Both the molecular constitutive equation and molecular simulation approaches to the problem of multiscale modeling of polymer melts have been constrained by a further problem. The most natural subjects of the model in either case are monodisperse chains that do not require the addressing of complications that arise from the mutual interactions of high and low molecular weight fractions in the distribution. However, although it is possible to synthesize such materials by anionic methods in sufficient quantities for rheological measurements in viscometric flows, the large amounts usually required for complex flow studies have not before been accessible. This is true even for monodisperse linear melts, let alone the more exacting architectures of star, H, and comb molecules [McLeish (2002)].

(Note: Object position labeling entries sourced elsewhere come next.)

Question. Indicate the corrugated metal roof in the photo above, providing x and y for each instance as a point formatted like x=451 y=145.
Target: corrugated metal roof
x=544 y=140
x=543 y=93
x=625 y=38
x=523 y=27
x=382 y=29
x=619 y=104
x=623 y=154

In this article, we begin to address this missing link by scaling up the anionic synthesis of linear melts of polystyrene (PS) and polybutadiene (PB), and simultaneously scaling down a representative complex flow. The former will supply quantities of polymer of the order of tens of grams, rather than grams. The latter, based on the "Multipass Rheometer" of the Cambridge group [Mackley et al. (1995)] permits an effectively 4/1 or 11/1 constriction flow. The complex flow, including two sets of re-entrant corners, reversing extensional profile, and transient flow structure, may be analyzed by stress birefringence and pressure difference, but requires only material quantities of this order.

At the same time, we will seek to model the nonlinear rheology and flow properties of this melt by calling on the most recent advances in molecular modeling of entangled polymers. The first versions of the "tube model" dealt restrictively with the two processes of reptation, which diffuses molecules within their entanglement field of tubelike constraints, and retraction, which maintains a constant topological path length for the chains [Doi and Edwards (1986)]. Since then, additional molecular processes have been identified that are essential to a quantitative account of the dynamics of linear entangled chains as probed by both rheology [Likhtman and McLeish (2002a)] and neutron scattering [Wischnewski et al. (2002)]. Contour length fluctuation (CLF) permits the extremities of chains to relax faster than the reptation time, while constraint release (CR) links the relaxation of the tube constraint itself to the reptation and CLF of neighboring chains [Likhtman and McLeish (2002)]. In nonlinear deformations, convective CR (CCR) adds to the rate of reconfiguration of the tubes, while stretch suppresses tube reconfiguration and enhances values of stress above the plateau modulus [Mead et al. (1998); Ianniruberto and Marrucci (2001)]. This removes the unphysical maximum in shear stress with shear rate that followed from the original approximations of the tube model. Additionally, it permits the prediction of scattering patterns in quantitative agreement with data on strongly sheared entangled melt [Milner et al. (2001); Bent et al. (2003); Graham et al. (2003)]. The level of sophistication, at which all of these molecular processes are presently dealt with in the most detailed accounts of viscometric flows, leads to a level of formalism that would be prohibitive in computations of complex flows. Fortunately, approximations to the full constitutive behavior of models that account for reptation, CLF, CCR, and chain stretch, can be cast in simple, if unfamiliar, forms [Likhtman and Graham (2003)]. This will be the basis of our numerical calculations.

In the next section, we detail the experimental procedures in synthesis and characterization of our materials, the laboratory rheological testing, and the complex flow rheology. In Sec. III, we briefly review the theoretical derivation of the molecular constitutive equations employed to analyze both laboratory viscometric and complex flows. In Sec. IV, we present the experimental phenomena exhibited by monodisperse melts in a constriction flow for the first time, and compare with the model calculations.